La provincia a vuelapluma

Los tejeringos de María Elvira

 

 

Los tejeringos de María Elvira

JOSÉ BECERRA

Ahora son noticias los pueblos de la provincia porque son refugios de un turismo de carácter rural que ha venido a suplir en parte  sobre todo en los de los valles del Guadiaro y del Genal unos antiguos medios de vida basados en pequeñas industrias alimenticias- embutidos y quesos-, por lo general y una incipiente agricultura que tiene en el olivo, el castaño o el almendro, amén de los inmensos alcornocales cortesanos su mejor exponente. Aún persiste y se muestra próspera, a raíz de la vuelta al terruño de quienes se ven arrojados de las ciudades a causa del paro que les aflige.

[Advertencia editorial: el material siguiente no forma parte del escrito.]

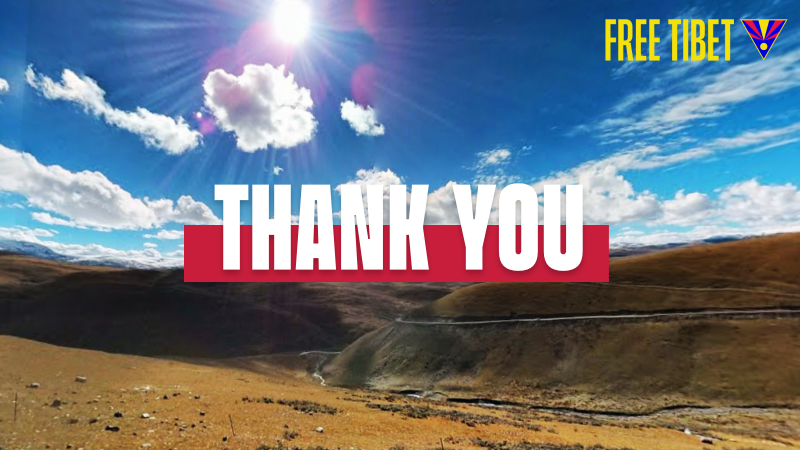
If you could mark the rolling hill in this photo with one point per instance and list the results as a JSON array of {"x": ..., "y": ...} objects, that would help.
[
  {"x": 154, "y": 313},
  {"x": 613, "y": 363}
]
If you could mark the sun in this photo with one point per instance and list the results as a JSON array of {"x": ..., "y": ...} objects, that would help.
[{"x": 291, "y": 20}]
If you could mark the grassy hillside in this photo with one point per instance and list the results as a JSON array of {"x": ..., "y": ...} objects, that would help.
[
  {"x": 619, "y": 364},
  {"x": 156, "y": 313},
  {"x": 747, "y": 273},
  {"x": 195, "y": 407}
]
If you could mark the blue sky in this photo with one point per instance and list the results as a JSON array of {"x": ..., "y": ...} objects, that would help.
[{"x": 120, "y": 117}]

La contrapartida es que en los pueblos de hoy se quebró para siempre el silencio de antaño; a la tranquilidad le siguió el desasosiego, y ya no son sino sombra de lo que antaño fueron. Es el caso de Benaoján orillado en el Guadiaro que también perdió su poderío de río de tumultuosas y cristalibas aguas.

Las magdalenas con  que su tía  premiaba amorosamente cada tarde a Marcel Proust en sus años de niñez sirvieron para que en edad madura el escritor polaco recordara con fruición y delicada nostalgia los años más candorosos de su vida y el marco en el que estos se desarrollaron: las calles, avenidas y plazuelas de su Paris natal.´”En busca del tiempo perdido” es una gran novela que sirvió al autor reverdecer sus primeros años de existencia, proyectándolos en el presente y anticipando vivencias del futuro.

No son las magdalenas, con ser unos dulces que me deleitan, las que me retrotraen al Benaoján de mis años impúberes, sino los tejeringos de María Elvira. La tejeringuera  María Elvira – pelo canoso e hirsuto, tez morena, surcada de arrugas incipientes; delantal de percalina sobre el vestido oscuro-, tenía su puesto de la fritanga en la misma casa en la que habitaba junto con su familia, pero sólo en los meses de invierno: las lluvias, que antes eran más abundantes y persistentes que las de ahora le hacía buscar el resguardo de la vivienda para su negocio y el acomodo de su clientela.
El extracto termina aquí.